Namun, permintaan maaf dan tawaran ganti rugi dari pihak Polda Gorontalo dinilai belum cukup. Solidaritas Jurnalis Gorontalo merasa sanksi terhadap oknum polisi berpangkat Komisaris Besar (Kombes) itu belum jelas.
Untuk itu, mereka memilih membawa kasus ini ke tingkat yang lebih tinggi dengan melaporkan oknum tersebut langsung ke Divisi Propam Mabes Polri di Jakarta.
Surat laporan resmi itu ditandatangani oleh perwakilan tiga organisasi jurnalis di Gorontalo, yakni Persatuan Wartawan Indonesia (PWI) Gorontalo, Ikatan Jurnalis Televisi Indonesia (IJTI) Gorontalo, dan Aliansi Jurnalis Independen (AJI) Gorontalo.
Laporan tersebut diajukan pada 24 Desember 2024, sebagai bentuk solidaritas dan perjuangan melawan intimidasi terhadap jurnalis.
Sebelumnya, pihak Redaksi RTV Pusat di Jakarta juga telah melaporkan kasus serupa ke Mabes Polri.
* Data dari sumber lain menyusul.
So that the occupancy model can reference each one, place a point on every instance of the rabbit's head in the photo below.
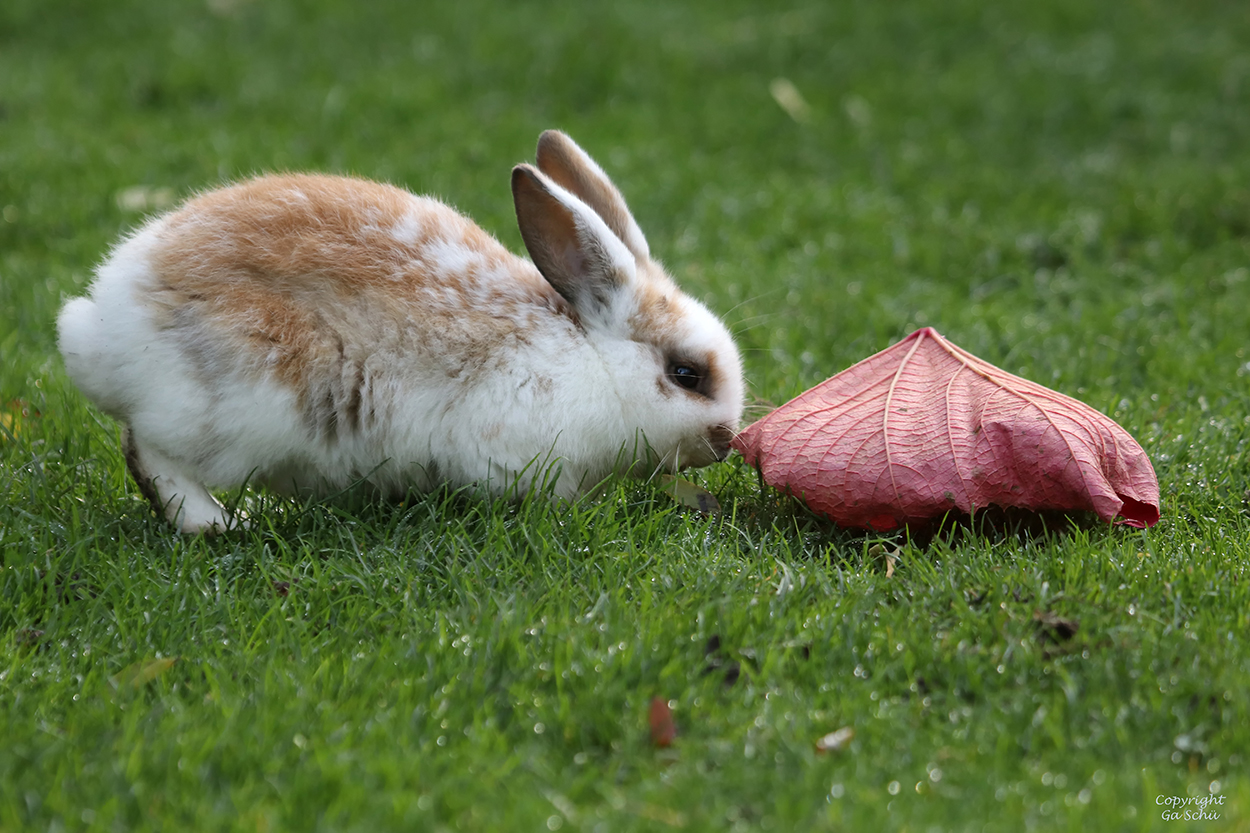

Salah satu kontributor RTV Gorontalo diduga menjadi korban tindakan represif dan penghalangan kerja jurnalistik oleh Kombes Pol Tony S.P. Sinambela, yang menjabat sebagai Karo Ops Polda Gorontalo.
Tuntutan Penegakan Hukum
Komunitas jurnalis berharap Divisi Propam Mabes Polri dapat segera memproses laporan tersebut secara transparan dan profesional. Langkah ini diambil demi memastikan tidak ada lagi tindakan intimidasi terhadap jurnalis yang tengah menjalankan tugasnya.
Kejadian ini juga menjadi pengingat pentingnya penegakan hukum terhadap aparat yang melanggar kode etik dan hak-hak dasar profesi jurnalis.
Kebebasan pers, yang dijamin dalam Undang-Undang Nomor 40 Tahun 1999, harus tetap dijaga demi keberlangsungan demokrasi di Indonesia.